The news comes as Hamid Noury, a former Iranian prosecution official arrested by Swedish authorities in 2019, faces a life sentence in Sweden on charges of international war crimes and human rights abuses.

Noury is accused of playing a leading role in the killing of political prisoners executed on government orders at the Gohardasht prison in Karaj, near Tehran, in 1988.

Amnesty International has put the number executed in Iran in 1988 at 5,000, saying in a 2018 report that "the real number could be higher".

At least four Iranian scientists were killed between 2010 and 2012 in what Tehran said was a scheme of assassinations aimed at sabotaging its nuclear energy programme.

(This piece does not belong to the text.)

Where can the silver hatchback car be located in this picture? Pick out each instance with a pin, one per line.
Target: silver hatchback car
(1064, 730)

Iran hanged one man in 2012 over the killings, saying he had links to Israel.

After Djalali's conviction in 2017, Tehran prosecutor Abbas Jafari Dolatabadi told the judiciary's news agency: "The person had several meetings with Mossad and provided them with sensitive information about Iran's military and nuclear sites in return for money and residency in Sweden."

The headline of the report described the then-unnamed person as a "Mossad agent".

'Baseless accusations' by Sweden

The Swedish foreign ministry did not immediately comment on the Isna report announcing Djalali's imminent execution, according to Reuters.

Under Swedish law, courts can try Swedish citizens and other nationals for crimes against international law committed abroad.

Iran's foreign ministry summoned the Swedish ambassador on Monday to convey the Islamic Republic's objection "to the baseless and fabricated accusations that the Swedish prosecutor made against Iran during Noury's court case", Isna reported in an earlier article.

'They must immediately halt any plans to execute Ahmadreza Djalali and end their shocking assault on his right to life'

- Amnesty International

Last year, the UN investigator on human rights in Iran called for an independent inquiry into allegations surrounding the 1988 state-ordered executions, and the role played by President Ebrahim Raisi, who at the time was a deputy prosecutor in Tehran.

Raisi, when asked about the allegations, told reporters after his election in June that he had defended national security and human rights.

Iran’s elite Revolutionary Guard has arrested dozens of dual nationals in recent years, mostly on espionage charges. Rights activists have accused Iran of using them as bargaining chips. Iran, which does not recognise dual nationality, denies taking prisoners to gain diplomatic leverage.

However, Iran has exchanged several jailed foreigners and dual nationals with Iranians detained abroad.

Amnesty International has said previously that Djalali's sentence should be overturned. 

“It is appalling that despite repeated calls from UN human rights experts to quash Ahmadreza Djalali’s death sentence and release him, the Iranian authorities have instead decided to push for this irreversible injustice," Amnesty's deputy director for the Middle East and North Africa, Diana Eltahawy, said in November 2020.

"They must immediately halt any plans to execute Ahmadreza Djalali and end their shocking assault on his right to life."